New black hole discovered in Milky Way galaxy by NASA’s Swift

     NASA’s Swift satellite has found evidence of the presence of a previously unknown stellar-mass black hole in our Milky Way galaxy. The satellite recently detected a rising tide of high-energy X-rays from a source toward the centre of our galaxy. The outburst, produced by a rare X-ray nova, announced the presence of a new black hole.

“Bright X-ray novae are so rare that they’re essentially once-a-mission events and this is the first one Swift has seen. This is really something we’ve been waiting for,” said Neil Gehrels, the mission’s principal investigator, at NASA’s Goddard Space Flight Center in Greenbelt, Md. An X-ray nova is a short-lived X-ray source that appears suddenly, reaches its emission peak in a few days and then fades out over a period of months. The outburst arises when a torrent of stored gas suddenly rushes toward one of the most compact objects known, either a neutron star or a black hole. The rapidly brightening source triggered Swift’s Burst Alert Telescope twice on the morning of Sept. 16, and once again the next day. Named Swift J1745-26 after the coordinates of its sky position, the nova is located a few degrees from the center of our galaxy toward the constellation Sagittarius.

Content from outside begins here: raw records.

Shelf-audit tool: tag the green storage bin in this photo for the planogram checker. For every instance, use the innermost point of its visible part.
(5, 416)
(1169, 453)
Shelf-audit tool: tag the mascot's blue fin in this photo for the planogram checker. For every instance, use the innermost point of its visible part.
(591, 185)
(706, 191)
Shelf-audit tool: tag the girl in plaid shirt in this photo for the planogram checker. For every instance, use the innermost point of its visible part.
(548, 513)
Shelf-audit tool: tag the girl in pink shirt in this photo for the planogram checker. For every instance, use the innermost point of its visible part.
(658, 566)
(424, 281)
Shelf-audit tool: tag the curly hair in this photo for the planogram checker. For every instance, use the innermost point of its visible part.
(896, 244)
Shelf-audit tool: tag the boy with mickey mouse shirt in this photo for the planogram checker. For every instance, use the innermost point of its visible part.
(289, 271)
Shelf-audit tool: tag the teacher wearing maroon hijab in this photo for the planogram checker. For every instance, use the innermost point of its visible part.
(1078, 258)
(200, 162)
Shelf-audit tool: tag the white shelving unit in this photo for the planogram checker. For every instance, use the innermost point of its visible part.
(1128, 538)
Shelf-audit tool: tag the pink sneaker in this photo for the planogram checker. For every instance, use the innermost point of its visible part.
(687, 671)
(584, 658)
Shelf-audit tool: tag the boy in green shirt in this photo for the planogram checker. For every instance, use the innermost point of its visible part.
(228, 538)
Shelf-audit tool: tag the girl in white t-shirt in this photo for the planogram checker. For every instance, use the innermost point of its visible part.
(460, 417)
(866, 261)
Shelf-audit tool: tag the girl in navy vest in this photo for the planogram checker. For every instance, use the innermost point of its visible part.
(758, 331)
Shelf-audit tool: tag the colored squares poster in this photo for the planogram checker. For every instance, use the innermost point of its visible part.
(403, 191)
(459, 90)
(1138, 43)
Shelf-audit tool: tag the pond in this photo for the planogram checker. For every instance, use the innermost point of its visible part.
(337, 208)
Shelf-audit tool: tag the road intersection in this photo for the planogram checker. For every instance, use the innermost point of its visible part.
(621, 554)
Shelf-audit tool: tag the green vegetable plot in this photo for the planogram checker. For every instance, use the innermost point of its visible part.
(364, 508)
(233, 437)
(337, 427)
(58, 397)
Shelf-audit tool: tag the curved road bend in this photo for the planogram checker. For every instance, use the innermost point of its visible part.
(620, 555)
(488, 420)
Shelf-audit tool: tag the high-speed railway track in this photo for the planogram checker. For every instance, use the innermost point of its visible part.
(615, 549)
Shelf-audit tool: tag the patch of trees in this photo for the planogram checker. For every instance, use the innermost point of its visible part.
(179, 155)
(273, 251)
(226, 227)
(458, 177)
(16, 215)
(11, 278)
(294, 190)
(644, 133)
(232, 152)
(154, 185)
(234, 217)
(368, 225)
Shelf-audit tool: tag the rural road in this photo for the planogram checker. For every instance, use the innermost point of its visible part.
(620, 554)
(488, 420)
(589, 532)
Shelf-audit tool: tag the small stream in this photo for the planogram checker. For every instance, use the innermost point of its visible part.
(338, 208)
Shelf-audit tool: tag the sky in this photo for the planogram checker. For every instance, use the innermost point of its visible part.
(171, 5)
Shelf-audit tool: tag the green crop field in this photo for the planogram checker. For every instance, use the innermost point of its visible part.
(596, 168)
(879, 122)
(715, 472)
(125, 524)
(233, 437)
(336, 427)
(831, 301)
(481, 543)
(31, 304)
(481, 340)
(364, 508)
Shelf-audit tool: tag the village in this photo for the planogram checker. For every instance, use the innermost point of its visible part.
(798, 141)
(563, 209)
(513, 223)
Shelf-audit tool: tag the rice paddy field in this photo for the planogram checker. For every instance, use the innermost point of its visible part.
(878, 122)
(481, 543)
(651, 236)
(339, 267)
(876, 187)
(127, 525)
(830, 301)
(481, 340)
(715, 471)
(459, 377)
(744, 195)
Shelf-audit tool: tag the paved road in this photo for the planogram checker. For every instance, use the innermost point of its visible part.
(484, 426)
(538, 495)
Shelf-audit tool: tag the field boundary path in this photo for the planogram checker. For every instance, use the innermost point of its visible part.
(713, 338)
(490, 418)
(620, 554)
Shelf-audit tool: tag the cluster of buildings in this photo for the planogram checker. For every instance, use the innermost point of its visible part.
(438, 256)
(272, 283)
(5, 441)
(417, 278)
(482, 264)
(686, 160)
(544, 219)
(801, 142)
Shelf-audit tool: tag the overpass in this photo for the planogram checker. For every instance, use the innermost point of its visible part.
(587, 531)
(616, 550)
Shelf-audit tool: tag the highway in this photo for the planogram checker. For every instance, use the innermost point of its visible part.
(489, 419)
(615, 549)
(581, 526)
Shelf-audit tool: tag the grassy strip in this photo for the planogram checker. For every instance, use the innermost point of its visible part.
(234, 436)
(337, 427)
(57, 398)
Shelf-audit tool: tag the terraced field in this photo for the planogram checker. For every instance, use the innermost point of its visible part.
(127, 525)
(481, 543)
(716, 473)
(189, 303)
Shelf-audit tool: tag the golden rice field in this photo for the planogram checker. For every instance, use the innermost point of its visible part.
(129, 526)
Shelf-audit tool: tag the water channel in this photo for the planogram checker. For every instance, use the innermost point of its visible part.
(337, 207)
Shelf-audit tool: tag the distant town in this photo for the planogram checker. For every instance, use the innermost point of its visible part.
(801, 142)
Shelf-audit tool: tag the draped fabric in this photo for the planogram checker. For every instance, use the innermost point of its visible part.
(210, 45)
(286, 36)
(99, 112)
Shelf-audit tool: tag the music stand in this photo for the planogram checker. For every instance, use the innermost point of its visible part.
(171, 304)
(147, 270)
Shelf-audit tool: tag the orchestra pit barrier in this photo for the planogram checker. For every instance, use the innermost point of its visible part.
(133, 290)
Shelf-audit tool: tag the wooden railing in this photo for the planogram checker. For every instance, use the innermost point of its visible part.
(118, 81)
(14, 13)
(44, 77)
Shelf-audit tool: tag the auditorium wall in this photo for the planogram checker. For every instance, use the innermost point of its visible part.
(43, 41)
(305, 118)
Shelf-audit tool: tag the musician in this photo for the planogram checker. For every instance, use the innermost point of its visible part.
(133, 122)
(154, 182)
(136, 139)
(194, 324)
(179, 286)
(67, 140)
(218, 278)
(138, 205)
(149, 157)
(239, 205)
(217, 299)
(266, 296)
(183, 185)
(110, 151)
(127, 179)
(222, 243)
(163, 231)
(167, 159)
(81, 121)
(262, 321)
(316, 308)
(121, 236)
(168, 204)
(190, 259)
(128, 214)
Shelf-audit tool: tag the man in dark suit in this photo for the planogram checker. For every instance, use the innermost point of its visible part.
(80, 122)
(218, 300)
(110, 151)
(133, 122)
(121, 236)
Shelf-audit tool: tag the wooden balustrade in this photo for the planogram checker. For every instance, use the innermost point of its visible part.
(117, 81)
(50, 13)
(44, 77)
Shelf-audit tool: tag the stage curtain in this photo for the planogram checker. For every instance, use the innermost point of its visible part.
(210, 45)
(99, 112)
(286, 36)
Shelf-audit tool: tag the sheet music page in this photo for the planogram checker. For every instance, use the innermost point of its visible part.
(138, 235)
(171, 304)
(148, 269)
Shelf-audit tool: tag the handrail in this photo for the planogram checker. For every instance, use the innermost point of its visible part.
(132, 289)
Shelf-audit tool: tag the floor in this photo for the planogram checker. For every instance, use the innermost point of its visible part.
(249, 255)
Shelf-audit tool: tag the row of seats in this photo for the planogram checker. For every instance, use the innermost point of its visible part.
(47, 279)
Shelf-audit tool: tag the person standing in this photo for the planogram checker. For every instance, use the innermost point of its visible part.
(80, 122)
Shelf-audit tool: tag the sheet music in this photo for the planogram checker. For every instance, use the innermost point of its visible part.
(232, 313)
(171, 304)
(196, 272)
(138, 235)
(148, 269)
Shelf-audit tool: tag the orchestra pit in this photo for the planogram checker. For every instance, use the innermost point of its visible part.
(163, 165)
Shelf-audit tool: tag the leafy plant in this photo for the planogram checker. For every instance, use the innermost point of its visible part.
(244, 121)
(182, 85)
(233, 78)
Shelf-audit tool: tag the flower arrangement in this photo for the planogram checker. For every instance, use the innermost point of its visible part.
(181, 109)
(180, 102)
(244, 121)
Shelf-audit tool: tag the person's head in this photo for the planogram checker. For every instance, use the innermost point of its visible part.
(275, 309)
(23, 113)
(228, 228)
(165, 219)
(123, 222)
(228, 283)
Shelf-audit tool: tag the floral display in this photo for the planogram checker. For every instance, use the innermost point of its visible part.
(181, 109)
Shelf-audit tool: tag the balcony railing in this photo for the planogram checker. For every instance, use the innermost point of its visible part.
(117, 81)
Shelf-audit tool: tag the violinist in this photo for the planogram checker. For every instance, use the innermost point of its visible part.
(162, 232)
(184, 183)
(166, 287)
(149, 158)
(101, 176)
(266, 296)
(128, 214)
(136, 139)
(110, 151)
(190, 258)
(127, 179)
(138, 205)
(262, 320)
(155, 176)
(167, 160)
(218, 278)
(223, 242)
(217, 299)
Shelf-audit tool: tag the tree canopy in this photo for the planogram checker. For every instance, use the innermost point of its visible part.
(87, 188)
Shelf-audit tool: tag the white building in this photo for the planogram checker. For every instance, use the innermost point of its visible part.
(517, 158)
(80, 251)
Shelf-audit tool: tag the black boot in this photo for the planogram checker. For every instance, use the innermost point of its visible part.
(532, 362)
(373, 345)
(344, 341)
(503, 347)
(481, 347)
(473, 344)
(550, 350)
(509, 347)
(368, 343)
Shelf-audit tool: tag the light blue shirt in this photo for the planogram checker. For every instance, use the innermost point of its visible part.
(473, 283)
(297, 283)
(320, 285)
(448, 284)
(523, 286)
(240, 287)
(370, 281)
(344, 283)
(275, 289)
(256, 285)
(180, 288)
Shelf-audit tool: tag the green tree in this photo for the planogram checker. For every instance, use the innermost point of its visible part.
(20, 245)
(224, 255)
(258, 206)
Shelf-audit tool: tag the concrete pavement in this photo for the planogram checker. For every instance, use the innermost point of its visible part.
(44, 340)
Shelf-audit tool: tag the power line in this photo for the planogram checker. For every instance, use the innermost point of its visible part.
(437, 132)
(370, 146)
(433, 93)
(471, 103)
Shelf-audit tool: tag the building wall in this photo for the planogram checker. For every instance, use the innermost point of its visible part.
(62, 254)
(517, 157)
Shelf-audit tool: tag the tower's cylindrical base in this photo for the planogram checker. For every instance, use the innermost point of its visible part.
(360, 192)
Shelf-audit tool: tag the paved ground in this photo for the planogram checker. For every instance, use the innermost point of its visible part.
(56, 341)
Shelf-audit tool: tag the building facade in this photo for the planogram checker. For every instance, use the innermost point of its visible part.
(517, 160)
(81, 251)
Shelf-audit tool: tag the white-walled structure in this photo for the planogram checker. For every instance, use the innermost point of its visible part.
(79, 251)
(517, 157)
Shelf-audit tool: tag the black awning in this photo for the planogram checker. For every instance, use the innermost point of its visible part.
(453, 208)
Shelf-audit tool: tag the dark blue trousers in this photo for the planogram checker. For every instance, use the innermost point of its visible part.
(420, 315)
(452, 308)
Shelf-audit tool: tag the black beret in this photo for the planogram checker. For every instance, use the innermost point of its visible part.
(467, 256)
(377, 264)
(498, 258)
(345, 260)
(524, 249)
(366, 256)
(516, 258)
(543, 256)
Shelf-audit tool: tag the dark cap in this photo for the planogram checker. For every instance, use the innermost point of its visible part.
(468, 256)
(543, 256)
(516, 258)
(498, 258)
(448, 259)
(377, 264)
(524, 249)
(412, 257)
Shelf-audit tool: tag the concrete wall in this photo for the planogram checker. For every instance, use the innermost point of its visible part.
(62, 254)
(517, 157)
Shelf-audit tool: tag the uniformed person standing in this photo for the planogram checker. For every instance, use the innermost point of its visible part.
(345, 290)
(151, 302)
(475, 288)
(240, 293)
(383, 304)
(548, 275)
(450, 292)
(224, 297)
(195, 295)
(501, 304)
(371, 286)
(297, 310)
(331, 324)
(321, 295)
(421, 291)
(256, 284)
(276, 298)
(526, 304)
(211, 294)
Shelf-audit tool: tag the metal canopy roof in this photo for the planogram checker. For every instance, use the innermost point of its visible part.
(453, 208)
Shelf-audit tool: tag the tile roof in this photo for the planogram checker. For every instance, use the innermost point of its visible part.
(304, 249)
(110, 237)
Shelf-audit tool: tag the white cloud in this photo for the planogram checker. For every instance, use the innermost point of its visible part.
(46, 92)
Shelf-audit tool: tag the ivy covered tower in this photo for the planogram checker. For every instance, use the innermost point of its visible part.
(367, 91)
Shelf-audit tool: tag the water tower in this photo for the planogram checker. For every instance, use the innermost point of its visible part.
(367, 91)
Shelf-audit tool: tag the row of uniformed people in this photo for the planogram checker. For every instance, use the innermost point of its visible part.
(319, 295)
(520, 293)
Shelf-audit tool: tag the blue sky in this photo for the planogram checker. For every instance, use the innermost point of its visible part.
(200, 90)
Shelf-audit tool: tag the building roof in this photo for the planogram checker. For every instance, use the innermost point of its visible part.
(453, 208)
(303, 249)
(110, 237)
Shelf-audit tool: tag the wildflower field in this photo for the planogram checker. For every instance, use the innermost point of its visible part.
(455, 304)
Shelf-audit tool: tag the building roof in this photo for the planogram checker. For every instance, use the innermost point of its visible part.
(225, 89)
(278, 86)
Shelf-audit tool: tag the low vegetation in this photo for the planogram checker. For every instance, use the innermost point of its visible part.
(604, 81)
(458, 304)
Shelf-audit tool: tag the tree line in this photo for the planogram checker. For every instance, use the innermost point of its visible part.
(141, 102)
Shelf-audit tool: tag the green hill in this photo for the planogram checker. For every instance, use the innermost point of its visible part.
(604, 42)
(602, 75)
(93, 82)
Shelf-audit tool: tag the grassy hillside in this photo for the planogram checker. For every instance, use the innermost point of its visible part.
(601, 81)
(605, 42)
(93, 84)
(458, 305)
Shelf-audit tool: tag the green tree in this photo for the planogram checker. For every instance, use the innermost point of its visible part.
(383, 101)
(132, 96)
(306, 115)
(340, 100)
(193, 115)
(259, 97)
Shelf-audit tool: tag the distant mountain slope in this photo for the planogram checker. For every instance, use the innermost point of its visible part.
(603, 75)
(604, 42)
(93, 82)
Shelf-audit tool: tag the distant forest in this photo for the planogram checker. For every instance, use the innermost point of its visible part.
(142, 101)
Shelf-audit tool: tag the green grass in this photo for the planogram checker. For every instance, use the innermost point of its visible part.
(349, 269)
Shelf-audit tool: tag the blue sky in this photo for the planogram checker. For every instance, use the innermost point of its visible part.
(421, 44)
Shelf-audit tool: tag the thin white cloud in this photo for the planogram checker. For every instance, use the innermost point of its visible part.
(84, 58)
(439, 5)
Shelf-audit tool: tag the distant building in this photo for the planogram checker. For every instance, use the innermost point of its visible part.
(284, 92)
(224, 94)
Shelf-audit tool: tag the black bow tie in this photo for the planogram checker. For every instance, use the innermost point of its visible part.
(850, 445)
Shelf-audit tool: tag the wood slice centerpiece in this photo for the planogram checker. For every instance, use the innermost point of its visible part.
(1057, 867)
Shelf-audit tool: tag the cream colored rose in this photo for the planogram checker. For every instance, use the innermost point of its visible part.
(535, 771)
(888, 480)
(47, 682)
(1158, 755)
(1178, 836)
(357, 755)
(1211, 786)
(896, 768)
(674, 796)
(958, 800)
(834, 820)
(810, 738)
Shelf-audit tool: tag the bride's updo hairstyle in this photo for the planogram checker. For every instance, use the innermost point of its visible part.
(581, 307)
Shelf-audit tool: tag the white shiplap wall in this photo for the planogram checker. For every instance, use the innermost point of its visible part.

While astronomers do not know its precise distance, they think the object resides about 20,000 to 30,000 light-years away in the galaxy’s inner region. Ground-based observatories detected infrared and radio emissions, but thick clouds of obscuring dust have prevented astronomers from catching Swift J1745-26 in visible light. The nova peaked in hard X-rays - energies above 10,000 electron volts, or several thousand times that of visible light - on Sept. 18, when it reached an intensity equivalent to that of the famous Crab Nebula, a supernova remnant that serves as a calibration target for high-energy observatories and is considered one of the brightest sources beyond the solar system at these energies. Even as it dimmed at higher energies, the nova brightened in the lower-energy, or softer, emissions detected by Swift’s X-ray Telescope, a behavior typical of X-ray novae. By Wednesday, Swift J1745-26 was 30 times brighter in soft X-rays than when it was discovered and it continued to brighten. “The pattern we’re seeing is observed in X-ray novae where the central object is a black hole. Once the X-rays fade away, we hope to measure its mass and confirm its black hole status,” said Boris Sbarufatti, an astrophysicist at Brera Observatory in Milan, Italy, who currently is working with other Swift team members at Penn State in University Park, Pa.